Niko Kolodny, Professor of Philosophy at the University of California, Berkeley has a lengthy piece in the Boston Review which reviews Alexander Guerrero’s Lottocracy. Unsurprisingly, Kolodny is not sympathetic to the idea of sortition. Predictably, Kolodny finds ample opportunities to criticize Guerroro’s “relentlessly thorough”, eclectic argumentation.
In particular, Kolodny effectively exploits Guerrero’s reliance on the supposed inability of the public to represent its own interests without proper guidance. For example:
Guerrero imagines that each SILL [single-issue, lottery-selected legislatures] would be guided in its deliberation by a poll of those few citizens who somehow are able to take a week off of work and other responsibilities to pay attention to the five day-long discussions of the final five proposals. Again, if the powerful can, in effect, buy off the general public to support a particular electoral party, then why can’t the powerful mobilize a (again, presumably quite small) group to pay attention to the review of proposals for the Water Access and Water Quality SILL and support what they favor? No one but the powerful, one worries, would be minding the store.

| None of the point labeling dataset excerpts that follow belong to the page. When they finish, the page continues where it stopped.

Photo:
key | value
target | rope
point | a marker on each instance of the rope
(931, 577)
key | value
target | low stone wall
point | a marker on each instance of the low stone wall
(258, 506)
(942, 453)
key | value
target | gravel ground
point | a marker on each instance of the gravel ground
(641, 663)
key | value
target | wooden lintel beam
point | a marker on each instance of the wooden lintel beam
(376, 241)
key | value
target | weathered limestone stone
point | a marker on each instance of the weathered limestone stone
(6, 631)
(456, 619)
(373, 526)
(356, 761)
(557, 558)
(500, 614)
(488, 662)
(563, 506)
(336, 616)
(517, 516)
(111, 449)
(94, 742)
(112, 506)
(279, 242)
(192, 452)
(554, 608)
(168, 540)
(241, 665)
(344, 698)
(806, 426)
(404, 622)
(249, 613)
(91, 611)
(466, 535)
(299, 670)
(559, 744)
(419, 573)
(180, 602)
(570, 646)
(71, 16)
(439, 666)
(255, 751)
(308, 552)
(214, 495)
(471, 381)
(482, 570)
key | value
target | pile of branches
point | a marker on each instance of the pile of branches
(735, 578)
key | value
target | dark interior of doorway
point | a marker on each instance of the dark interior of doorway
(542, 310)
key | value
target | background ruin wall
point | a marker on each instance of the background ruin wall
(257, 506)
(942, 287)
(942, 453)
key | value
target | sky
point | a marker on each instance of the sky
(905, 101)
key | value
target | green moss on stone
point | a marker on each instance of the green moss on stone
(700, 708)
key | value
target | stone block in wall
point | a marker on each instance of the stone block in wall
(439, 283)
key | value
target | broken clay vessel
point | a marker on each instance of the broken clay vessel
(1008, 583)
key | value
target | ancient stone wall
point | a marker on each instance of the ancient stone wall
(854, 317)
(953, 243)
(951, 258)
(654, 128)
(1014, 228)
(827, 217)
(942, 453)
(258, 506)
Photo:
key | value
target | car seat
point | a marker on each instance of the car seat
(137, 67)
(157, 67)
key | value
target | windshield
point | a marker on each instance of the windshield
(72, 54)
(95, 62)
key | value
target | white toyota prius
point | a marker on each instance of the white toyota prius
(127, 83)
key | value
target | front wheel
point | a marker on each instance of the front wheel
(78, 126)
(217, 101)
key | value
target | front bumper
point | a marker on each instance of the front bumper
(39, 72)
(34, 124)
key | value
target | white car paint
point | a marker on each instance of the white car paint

Kolodny’s argument above, as well as his other arguments (e.g., his assertion that people cannot be expected to accept offers in an allotted body), are standard. He goes so far as to inflict on his readers the electoralist dogma about how “[b]y choosing some political programs and parties over others, [voters] shape the political/ideological space within which the elected representatives must operate until the next election”. A formula he quotes from Cristina Lafont and Nadia Urbinati’s The Lottocratic Mentality: Defending Democracy Against Lottocracy.
Such arguments are easily refuted and have been refuted many times. However, Guerrero’s book is not up to the task. Instead, the book makes it easy for the opponents of sortition – or more to the point, for the opponents of democracy – to rehash the old superficial talking points and present them as “a splendid and convincing recent counterpoint to arguments for lottocracy”.